The contribution of alternative polyadenylation to the cancer phenotype

• Published in: Carcinogenesis (New York) Vol. 39; no. 1; pp. 2 - 10
• Main Authors: Masamha, Chioniso P, Wagner, Eric J
• Format: Journal Article
• Language: English
• Published: UK Oxford University Press 12.01.2018
• Subjects: Alternative Splicing - physiology; Animals; Humans; Neoplasms - genetics; Polyadenylation - physiology
• ISSN: 0143-3334; 1460-2180; 1460-2180
• DOI: 10.1093/carcin/bgx096

There is experimental evidence to suggest that tandem untranslated region APA plays a major role in the expression of oncogenes during oncogenesis. In addition, there are other potential ramifications of APA on other cellular mRNAs whose role in cancer is still being deciphered.
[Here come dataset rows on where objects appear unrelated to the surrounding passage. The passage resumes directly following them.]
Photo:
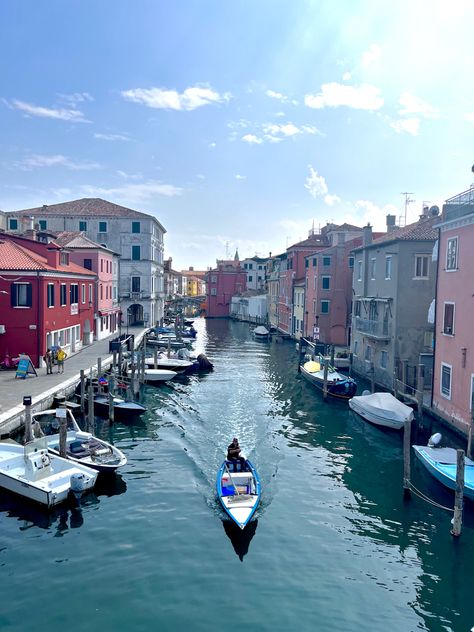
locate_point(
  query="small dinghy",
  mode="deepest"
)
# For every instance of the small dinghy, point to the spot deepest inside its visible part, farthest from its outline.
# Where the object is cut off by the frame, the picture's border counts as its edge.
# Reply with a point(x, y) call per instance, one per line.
point(381, 409)
point(238, 488)
point(441, 463)
point(31, 471)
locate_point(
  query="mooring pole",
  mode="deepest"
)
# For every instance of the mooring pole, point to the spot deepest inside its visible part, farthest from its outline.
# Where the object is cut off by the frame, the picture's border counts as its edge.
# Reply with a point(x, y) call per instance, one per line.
point(459, 494)
point(406, 458)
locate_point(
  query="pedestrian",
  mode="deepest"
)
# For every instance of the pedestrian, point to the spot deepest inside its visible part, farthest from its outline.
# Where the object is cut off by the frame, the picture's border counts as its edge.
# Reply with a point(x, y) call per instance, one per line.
point(61, 355)
point(48, 359)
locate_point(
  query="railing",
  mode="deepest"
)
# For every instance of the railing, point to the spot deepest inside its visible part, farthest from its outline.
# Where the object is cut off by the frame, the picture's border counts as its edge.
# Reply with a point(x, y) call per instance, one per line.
point(375, 328)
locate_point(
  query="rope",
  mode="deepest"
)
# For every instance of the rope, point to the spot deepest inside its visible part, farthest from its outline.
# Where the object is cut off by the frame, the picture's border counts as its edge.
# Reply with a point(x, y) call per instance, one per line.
point(425, 498)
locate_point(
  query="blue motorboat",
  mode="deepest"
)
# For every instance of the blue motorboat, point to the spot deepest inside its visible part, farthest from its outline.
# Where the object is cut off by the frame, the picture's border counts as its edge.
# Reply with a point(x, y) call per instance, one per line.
point(441, 463)
point(238, 488)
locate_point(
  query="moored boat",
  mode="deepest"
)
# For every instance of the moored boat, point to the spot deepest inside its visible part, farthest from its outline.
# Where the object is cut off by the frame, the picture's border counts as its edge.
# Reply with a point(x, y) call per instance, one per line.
point(441, 463)
point(381, 409)
point(238, 489)
point(34, 473)
point(338, 385)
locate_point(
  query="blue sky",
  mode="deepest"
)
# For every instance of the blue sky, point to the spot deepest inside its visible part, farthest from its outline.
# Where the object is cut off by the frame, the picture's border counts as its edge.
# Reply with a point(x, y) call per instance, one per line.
point(238, 124)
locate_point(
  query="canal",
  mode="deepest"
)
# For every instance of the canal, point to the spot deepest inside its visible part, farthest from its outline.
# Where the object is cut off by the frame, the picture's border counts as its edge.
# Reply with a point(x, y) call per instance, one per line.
point(335, 547)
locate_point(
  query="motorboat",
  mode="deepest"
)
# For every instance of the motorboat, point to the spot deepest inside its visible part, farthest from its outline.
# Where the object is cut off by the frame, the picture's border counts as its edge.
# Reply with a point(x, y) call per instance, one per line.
point(381, 409)
point(238, 489)
point(32, 471)
point(81, 447)
point(261, 333)
point(441, 463)
point(338, 385)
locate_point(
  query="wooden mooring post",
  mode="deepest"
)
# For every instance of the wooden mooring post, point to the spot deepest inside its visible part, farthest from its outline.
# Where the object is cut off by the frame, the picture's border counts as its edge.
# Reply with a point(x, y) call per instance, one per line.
point(459, 494)
point(406, 458)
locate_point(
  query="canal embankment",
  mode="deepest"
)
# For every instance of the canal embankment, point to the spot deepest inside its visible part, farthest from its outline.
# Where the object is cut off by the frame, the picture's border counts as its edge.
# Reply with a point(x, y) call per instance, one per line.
point(44, 388)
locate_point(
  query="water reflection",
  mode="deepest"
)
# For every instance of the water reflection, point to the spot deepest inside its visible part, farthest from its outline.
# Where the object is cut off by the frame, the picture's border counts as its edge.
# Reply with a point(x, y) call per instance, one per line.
point(240, 538)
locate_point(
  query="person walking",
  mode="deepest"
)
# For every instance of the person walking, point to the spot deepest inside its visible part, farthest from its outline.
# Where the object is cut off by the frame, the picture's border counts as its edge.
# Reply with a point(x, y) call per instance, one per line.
point(48, 359)
point(61, 355)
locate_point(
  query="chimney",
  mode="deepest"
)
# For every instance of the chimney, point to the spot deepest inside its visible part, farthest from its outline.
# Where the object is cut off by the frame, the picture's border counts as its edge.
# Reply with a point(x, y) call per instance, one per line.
point(367, 235)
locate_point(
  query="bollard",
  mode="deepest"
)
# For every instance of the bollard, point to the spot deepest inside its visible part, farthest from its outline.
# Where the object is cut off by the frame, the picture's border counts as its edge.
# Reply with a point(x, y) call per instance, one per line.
point(83, 390)
point(406, 458)
point(459, 494)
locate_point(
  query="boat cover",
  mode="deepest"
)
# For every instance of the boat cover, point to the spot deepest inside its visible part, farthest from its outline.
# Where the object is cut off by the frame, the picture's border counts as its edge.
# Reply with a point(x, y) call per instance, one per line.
point(384, 405)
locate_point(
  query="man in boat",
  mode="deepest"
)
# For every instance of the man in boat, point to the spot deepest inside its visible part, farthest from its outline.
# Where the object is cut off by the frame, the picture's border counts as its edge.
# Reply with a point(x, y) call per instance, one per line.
point(233, 452)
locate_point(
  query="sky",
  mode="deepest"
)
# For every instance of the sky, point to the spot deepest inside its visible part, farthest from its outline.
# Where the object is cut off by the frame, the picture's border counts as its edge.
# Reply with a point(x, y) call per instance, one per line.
point(239, 125)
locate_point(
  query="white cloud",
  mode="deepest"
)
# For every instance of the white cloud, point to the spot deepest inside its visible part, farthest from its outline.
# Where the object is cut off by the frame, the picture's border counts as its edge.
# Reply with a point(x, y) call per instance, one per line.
point(411, 105)
point(370, 55)
point(315, 183)
point(57, 160)
point(409, 125)
point(363, 97)
point(190, 99)
point(252, 139)
point(111, 137)
point(61, 114)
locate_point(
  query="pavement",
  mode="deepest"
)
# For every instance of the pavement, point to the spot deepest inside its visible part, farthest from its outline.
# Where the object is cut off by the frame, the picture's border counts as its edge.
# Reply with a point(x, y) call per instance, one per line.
point(43, 387)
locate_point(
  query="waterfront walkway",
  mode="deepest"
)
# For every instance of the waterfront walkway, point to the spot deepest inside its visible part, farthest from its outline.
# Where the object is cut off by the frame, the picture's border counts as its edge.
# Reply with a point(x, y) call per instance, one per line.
point(44, 387)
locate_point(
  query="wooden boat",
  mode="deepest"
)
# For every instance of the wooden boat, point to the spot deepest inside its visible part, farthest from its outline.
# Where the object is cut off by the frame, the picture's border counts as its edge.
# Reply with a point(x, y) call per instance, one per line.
point(238, 489)
point(35, 473)
point(81, 447)
point(441, 463)
point(381, 409)
point(338, 385)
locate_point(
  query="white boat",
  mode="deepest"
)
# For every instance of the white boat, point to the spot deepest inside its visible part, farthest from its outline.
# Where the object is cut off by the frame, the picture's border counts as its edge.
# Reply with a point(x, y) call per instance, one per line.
point(382, 409)
point(35, 473)
point(81, 447)
point(441, 463)
point(238, 489)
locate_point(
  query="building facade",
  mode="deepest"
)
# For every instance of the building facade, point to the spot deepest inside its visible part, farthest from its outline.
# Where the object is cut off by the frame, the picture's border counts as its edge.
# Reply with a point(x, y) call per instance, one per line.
point(136, 236)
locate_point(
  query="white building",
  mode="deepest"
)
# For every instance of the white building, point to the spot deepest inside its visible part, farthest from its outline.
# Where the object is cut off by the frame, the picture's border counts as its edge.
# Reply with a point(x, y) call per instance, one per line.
point(137, 237)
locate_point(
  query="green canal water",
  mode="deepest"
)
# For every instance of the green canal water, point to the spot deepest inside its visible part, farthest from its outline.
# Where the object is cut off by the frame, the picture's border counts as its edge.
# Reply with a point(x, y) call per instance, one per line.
point(334, 545)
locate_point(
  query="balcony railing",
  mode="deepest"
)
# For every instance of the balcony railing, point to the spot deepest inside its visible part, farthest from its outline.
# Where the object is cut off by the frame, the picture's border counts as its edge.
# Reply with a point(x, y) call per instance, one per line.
point(374, 328)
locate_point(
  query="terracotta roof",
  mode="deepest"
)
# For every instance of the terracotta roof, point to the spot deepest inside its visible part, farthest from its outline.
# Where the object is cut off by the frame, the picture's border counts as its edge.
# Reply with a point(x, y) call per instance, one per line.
point(85, 207)
point(14, 256)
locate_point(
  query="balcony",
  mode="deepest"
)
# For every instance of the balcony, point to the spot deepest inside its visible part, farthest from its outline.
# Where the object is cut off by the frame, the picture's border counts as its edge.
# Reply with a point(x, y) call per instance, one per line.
point(381, 330)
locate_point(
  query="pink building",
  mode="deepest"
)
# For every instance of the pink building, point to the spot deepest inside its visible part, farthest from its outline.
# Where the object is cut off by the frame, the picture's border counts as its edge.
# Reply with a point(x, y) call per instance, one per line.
point(104, 262)
point(453, 383)
point(223, 282)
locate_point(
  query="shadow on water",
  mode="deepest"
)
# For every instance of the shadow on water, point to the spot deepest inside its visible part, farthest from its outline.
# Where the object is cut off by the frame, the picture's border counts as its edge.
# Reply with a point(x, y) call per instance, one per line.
point(240, 538)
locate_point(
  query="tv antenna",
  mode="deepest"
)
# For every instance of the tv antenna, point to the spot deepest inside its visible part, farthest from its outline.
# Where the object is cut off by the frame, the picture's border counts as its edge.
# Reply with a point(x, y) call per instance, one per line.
point(408, 200)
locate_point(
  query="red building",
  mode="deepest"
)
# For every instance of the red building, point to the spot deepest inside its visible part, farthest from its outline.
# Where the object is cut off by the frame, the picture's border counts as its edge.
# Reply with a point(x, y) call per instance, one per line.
point(45, 300)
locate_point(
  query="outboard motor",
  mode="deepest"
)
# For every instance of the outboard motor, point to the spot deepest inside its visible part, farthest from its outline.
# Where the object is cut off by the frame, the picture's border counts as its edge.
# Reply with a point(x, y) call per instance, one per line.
point(434, 440)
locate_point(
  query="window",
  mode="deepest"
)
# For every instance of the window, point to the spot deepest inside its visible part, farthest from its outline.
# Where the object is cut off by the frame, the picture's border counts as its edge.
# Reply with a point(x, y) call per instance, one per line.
point(421, 266)
point(21, 295)
point(136, 253)
point(445, 385)
point(74, 293)
point(50, 294)
point(452, 254)
point(448, 322)
point(372, 268)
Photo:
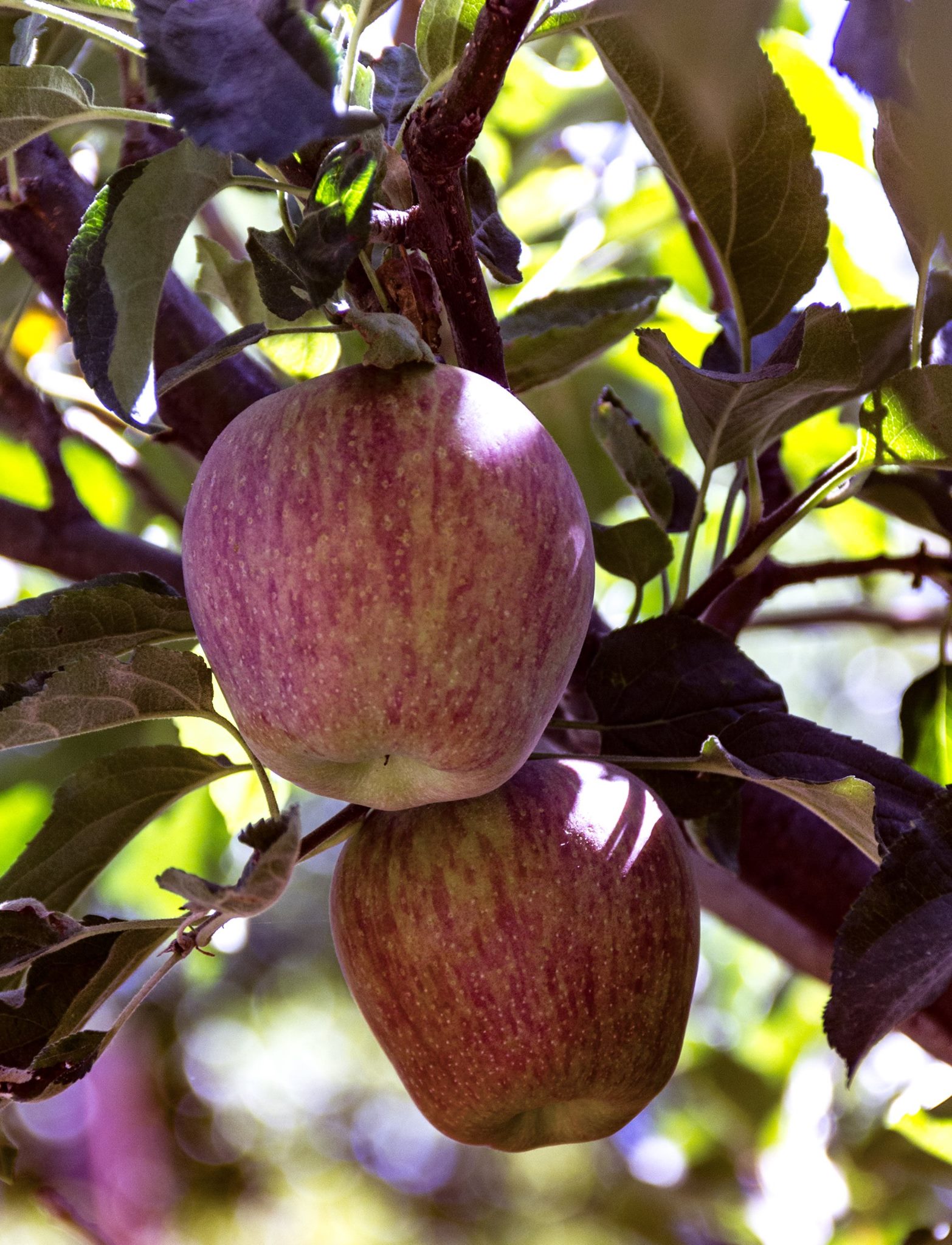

Abstract Eukaryotic 3′-end formation is a critical step for mRNA maturation and involves a requisite cleavage and polyadenylation event downstream of a polyadenylation signal. Recent discoveries suggest that in nearly 70% of human genes, cleavage and polyadenylation can occur at multiple locations through a process known as alternative polyadenylation (APA). Therefore, APA is a form of co-transcriptional gene regulation that has the potential to greatly expand mRNA transcript diversity. There are two general types of APA. The first includes alternative splicing events (splicing-APA) that result in changes to the coding sequence, and the second does not involve alternative splicing (tandem untranslated region-APA). The latter form of APA occurs within the same terminal exon, thereby only changing the 3′-untranslated region length and content. The role of APA in transformation and cancer is still being deciphered and has been the subject of intensive investigation by multiple groups. Here, we provide a general summary of APA and how it can differentially impact mRNA stability, translation and localization in cis. In addition, we discuss more indirect implications of APA on mRNA transcripts. The latter is based upon the concept that APA can induce the reorganization of both microRNA-mRNA and RNA-binding protein-mRNA interactions. We use these general models as a platform to describe what is known about how tumors manipulate the APA of oncogenes to further drive tumorigenesis. Finally, we briefly discuss the role that next-generation sequencing has played in identifying APA regulators and key transcripts that alter 3′-untranslated region length in cancer.